David Brooks Says Hillary Can Have 'Bipartisan Governing Coalition' If She Just Copies Obama Campaign

Let me put this as politely as I can. David Brooks has taken leave of his senses. There are no Republicans anywhere in this country who could be elected to the U.S. Senate, let alone the House of Representatives, who would ever, ever be part of any kind of bipartisan governing majority led by a Democratic president -- no matter how moderate he or she is.
This post was published on the now-closed HuffPost Contributor platform. Contributors control their own work and posted freely to our site. If you need to flag this entry as abusive, send us an email.

David Brooks isn't always wrong about politics. Sometimes he doesn't even write about politics. But on Tuesday, he published a NYT column so wrong that I cannot even come up with an appropriate metaphor to capture its, well, wrongness. Mr. Brooks began by arguing that every presidential candidate has to decide whether to focus on "expanding my party's reach," or "mobilizing my party's base." Among Republicans, he characterized Jeb Bush as doing the former, and Scott Walker the latter. Okay, nothing too problematic so far.

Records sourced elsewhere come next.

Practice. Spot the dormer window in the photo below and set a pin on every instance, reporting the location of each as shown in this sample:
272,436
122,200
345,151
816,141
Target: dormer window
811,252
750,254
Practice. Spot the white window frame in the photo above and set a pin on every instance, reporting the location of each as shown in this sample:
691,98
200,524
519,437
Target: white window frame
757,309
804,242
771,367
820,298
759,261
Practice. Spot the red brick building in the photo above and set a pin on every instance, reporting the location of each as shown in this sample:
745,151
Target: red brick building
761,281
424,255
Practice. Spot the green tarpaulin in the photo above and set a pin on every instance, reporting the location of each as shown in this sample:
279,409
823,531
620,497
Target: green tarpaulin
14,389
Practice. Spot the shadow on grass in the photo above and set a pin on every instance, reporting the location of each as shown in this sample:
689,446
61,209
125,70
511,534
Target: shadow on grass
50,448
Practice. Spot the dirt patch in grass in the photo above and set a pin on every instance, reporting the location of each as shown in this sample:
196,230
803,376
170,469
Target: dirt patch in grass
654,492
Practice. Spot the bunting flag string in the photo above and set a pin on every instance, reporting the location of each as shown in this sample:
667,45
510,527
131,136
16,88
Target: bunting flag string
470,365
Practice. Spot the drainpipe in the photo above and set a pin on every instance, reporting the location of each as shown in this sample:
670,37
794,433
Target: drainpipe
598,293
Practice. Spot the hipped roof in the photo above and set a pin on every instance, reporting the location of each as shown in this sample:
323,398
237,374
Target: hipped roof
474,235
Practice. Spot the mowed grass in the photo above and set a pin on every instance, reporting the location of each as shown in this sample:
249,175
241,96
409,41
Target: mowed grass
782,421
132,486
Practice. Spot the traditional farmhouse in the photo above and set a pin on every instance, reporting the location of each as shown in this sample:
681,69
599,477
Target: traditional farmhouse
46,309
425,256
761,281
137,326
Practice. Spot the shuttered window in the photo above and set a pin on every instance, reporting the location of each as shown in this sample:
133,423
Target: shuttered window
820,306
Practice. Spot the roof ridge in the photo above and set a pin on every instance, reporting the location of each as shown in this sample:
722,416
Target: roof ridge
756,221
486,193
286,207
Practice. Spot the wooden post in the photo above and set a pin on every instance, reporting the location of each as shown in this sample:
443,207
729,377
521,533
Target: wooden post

Brooks then asserted that Hillary Clinton is pursuing a base mobilization strategy, going as far as to call her "the Democratic Scott Walker," and urged her to rethink this "mistake." He argued that a base mobilization strategy is bad for the country because of our "broken politics," our excessive polarization, an excess of party orthodoxy, and what about bipartisanship and compromise and dancing rabbits and lollipops. You know the drill. Fine, he likes bipartisanship. Brooks is not an ideologically extreme conservative, and I'm glad to see a diversity of opinion out there, especially among Republicans.

Where Brooks inspired the face palm is in the next section, where he explained why a base mobilization strategy would hamper even a victorious candidate's ability to pass major legislation:


If the next president hopes to pass any actual laws, he or she will have to create a bipartisan governing majority. That means building a center-out coalition, winning 60 reliable supporters in the Senate and some sort of majority in the House.

If Clinton runs on an orthodox left-leaning, paint-by-numbers strategy, she'll never be able to do this.

Let me put this as politely as I can. David Brooks has taken leave of his senses. There are no Republicans anywhere in this country who could be elected to the U.S. Senate, let alone the House of Representatives, who would ever, ever be part of any kind of bipartisan governing majority led by a Democratic president. Jon Stewart is more likely to be hired to take over Fox News than a single Republican senator or representative is likely to join, on a consistent basis, a bipartisan majority led by a Democratic president -- no matter how moderate he or she is.

Brooks called on Hillary to heed his advice and go after swing voters rather than her party's base. He cited the three most recent successful presidential candidates as all having done so: "In 1992, Bill Clinton firmly grabbed the center. In 2000, George Bush ran as a uniter, not a divider. In 2008, Barack Obama ran as a One Nation candidate who vowed to transcend partisan divides."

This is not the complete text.